All the computer models are pointing in different directions. The implication is there will be a big snowstorm. I just can’t tell you where.
Up in Buffalo, safely removed from this particular tumult, Don Paul threw out a forecast suggestion for us in the Northeast: “Accumulations may range from 3″ to 3′.”
He suggested we mumble that line and move on.
The models are seeded with real world data to get them initialized, but my usual favorite (GFS) has initialized with a poor understanding of a strong low in the Gulf of Mexico. Other models are forecasting snowfall in the multi-foot range. Are they any better initialized?
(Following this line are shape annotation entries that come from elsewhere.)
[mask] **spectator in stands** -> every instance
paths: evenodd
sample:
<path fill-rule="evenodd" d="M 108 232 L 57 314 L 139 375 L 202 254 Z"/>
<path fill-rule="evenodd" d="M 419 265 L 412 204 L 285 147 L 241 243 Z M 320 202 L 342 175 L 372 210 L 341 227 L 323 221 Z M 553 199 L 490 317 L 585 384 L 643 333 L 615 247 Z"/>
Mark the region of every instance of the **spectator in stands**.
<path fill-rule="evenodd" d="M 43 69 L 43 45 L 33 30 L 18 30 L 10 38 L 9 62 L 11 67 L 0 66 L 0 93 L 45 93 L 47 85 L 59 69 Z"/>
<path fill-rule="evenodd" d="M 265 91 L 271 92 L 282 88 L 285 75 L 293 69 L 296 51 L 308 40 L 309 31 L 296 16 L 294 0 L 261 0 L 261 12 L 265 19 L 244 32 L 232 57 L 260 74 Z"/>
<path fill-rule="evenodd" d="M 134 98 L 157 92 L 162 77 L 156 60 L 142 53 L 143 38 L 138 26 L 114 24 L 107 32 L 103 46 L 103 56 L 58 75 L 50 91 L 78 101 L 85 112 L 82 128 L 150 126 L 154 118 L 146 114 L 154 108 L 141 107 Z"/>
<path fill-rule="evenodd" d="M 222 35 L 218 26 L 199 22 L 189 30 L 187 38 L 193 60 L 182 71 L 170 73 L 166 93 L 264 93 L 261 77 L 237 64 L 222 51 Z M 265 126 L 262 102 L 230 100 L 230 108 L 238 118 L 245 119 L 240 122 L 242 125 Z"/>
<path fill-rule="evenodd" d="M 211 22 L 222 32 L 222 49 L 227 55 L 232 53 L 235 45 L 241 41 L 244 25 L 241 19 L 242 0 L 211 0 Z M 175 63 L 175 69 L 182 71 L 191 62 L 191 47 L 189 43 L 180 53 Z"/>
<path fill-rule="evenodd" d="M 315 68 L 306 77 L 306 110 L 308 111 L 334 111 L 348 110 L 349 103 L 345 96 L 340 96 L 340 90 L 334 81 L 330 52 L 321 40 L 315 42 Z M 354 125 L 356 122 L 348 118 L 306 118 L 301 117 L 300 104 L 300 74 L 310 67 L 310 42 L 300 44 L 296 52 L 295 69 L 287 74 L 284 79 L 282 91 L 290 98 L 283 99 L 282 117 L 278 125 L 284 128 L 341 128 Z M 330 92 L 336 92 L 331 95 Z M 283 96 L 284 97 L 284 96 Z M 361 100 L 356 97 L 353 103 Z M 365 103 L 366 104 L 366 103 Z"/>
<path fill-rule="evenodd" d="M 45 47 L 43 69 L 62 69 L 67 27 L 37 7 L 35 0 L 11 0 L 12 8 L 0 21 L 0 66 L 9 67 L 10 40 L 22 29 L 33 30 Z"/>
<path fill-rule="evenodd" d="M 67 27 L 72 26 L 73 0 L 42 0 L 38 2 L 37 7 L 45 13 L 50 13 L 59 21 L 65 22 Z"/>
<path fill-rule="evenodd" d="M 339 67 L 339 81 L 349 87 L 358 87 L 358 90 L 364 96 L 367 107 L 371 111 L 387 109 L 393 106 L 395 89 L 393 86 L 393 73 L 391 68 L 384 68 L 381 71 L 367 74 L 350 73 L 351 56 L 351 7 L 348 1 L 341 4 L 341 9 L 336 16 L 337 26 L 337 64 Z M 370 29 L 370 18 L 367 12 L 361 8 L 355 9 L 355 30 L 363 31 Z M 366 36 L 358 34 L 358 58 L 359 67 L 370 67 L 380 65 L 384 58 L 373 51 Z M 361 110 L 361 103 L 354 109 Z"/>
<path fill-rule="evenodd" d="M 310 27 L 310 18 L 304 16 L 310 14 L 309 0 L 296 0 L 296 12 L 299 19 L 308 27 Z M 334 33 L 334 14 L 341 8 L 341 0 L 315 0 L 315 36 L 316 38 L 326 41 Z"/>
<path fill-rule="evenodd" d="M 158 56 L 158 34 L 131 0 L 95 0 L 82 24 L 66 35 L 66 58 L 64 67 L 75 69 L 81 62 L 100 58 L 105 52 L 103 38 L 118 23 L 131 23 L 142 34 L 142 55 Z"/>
Our data is limited and often flawed. There are many places for which no data is received. I don’t quite understand how these models attempt to compensate for all the things we don’t measure. It has to weaken the model output.
As a meteorologist the uncertainty bothers me no end.
We’ve had a little discussion going on over at Facebook. Some of the talk is technical. This is generally a time when meteorologists talk it out. The scenarios are so complex it’s possible to miss something so talking is valuable.
In the end all our individual forecasts will vary a little. Most of the time most of us will be mostly right… and we’ll relax knowing we’ve dodged the bullet for now. There is no upside to being wrong.
After twenty five plus years these winter forecasts have gotten no easier to make. I’m sweating it out with you.